The effects of the treatment of tumor cells of MCa mammary carcinoma and TLX5 lymphoma with
the ruthenium complex Na[trans-RuCl4(DMSO)lm] for several transplant generations were studied on
tumor growth and metastases formation. On TLX5 lymphoma cells, treatment was performed in vitro
prior to in vivo inoculation of tumor cells in intact or immunesuppressed mice. Either considering tumor
take and growth or its capacity to invade the brain of the inoculated hosts, Na[trans-RuCl4(DMSO)lm] did not induce any significant modification. Conversely, in mice with MCa mammary carcinoma, the
in
vivo treatment of tumor cells in immunesuppressed hosts caused a progressive increase of DNA activity
and, starting from the 4th transplant generation, a significantly increased susceptibility of lung
metastasis formation to a further treatment in intact mice.
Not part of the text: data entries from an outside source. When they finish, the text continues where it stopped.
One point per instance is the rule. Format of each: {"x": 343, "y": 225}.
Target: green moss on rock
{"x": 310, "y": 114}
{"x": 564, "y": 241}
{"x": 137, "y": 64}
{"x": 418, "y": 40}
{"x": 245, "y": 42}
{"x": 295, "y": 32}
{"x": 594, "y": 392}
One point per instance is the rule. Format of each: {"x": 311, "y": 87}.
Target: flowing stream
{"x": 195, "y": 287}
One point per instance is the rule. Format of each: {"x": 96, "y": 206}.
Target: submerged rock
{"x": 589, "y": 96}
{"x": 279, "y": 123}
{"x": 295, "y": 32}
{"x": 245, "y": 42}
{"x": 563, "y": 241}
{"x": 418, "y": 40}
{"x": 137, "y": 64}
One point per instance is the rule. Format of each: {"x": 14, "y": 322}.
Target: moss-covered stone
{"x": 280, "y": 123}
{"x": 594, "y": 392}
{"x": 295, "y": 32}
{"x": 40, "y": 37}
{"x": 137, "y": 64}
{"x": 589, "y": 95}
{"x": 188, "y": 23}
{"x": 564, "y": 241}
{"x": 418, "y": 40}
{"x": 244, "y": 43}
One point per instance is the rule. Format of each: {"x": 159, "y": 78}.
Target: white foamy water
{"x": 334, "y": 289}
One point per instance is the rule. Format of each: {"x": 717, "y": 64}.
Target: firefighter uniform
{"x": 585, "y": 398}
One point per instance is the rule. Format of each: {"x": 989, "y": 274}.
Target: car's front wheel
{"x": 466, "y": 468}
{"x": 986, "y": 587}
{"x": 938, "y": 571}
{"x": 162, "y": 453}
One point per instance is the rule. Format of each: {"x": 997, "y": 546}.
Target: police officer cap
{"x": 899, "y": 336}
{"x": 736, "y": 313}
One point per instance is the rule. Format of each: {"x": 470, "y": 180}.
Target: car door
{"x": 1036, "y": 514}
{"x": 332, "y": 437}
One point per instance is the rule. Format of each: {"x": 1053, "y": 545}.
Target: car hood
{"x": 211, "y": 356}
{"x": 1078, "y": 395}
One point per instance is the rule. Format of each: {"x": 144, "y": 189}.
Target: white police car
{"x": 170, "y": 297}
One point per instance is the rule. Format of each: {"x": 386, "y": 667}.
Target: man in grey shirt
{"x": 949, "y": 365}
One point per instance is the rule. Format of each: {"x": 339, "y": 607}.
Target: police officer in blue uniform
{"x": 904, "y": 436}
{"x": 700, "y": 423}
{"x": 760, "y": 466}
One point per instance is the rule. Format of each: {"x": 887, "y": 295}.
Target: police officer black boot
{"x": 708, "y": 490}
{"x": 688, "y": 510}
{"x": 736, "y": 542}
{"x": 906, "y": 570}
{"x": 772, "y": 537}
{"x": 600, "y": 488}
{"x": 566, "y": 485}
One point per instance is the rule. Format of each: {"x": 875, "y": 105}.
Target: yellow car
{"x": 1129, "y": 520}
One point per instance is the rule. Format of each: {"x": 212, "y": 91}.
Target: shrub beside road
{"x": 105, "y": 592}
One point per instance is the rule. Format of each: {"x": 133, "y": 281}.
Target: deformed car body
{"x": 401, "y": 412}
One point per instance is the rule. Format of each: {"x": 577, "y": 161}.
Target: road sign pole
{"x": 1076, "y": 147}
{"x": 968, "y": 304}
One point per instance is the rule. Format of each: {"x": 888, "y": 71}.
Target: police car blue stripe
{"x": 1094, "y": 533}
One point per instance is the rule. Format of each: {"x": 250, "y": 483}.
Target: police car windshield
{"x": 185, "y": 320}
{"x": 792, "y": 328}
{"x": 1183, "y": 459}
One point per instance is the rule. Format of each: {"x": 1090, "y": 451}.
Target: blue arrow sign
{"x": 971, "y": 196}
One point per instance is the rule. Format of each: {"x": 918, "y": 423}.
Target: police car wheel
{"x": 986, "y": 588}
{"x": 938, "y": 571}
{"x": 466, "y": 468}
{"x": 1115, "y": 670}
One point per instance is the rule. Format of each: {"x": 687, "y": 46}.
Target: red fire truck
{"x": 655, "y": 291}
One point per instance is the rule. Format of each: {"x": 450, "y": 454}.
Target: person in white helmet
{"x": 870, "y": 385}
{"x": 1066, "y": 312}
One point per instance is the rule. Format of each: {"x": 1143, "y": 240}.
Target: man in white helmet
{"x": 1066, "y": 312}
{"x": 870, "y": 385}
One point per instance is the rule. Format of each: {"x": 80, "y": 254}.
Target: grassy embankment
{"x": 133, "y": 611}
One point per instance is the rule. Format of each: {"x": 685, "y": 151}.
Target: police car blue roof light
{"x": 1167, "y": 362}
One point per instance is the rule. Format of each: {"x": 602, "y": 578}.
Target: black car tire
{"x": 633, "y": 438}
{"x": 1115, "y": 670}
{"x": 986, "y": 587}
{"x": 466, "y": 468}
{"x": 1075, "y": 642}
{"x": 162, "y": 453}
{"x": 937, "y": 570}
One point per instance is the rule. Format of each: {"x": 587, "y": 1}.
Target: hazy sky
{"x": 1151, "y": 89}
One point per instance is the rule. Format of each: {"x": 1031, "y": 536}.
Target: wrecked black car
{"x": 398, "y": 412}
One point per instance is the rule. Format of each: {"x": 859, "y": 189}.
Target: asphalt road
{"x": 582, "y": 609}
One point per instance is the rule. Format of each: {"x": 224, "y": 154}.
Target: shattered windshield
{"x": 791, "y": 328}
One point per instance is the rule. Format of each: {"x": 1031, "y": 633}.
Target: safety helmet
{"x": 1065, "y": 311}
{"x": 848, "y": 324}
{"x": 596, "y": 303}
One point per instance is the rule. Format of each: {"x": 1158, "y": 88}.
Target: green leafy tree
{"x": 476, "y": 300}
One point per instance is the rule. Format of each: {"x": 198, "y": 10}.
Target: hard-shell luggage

These data seem to suggest that Na[trans-RuCl4(DMSO)Im] does not induce chemical xenogenization of tumor cells nor its repeated treatment
induces resistance in tumor cells. Conversely, it appears that Na[trans-RuCl4(DMSO)lm] may select a
tumor cell population which maintains its capacity to metastasise to the lung but with enhanced
sensitivity to the antimetastatic properties of this compound.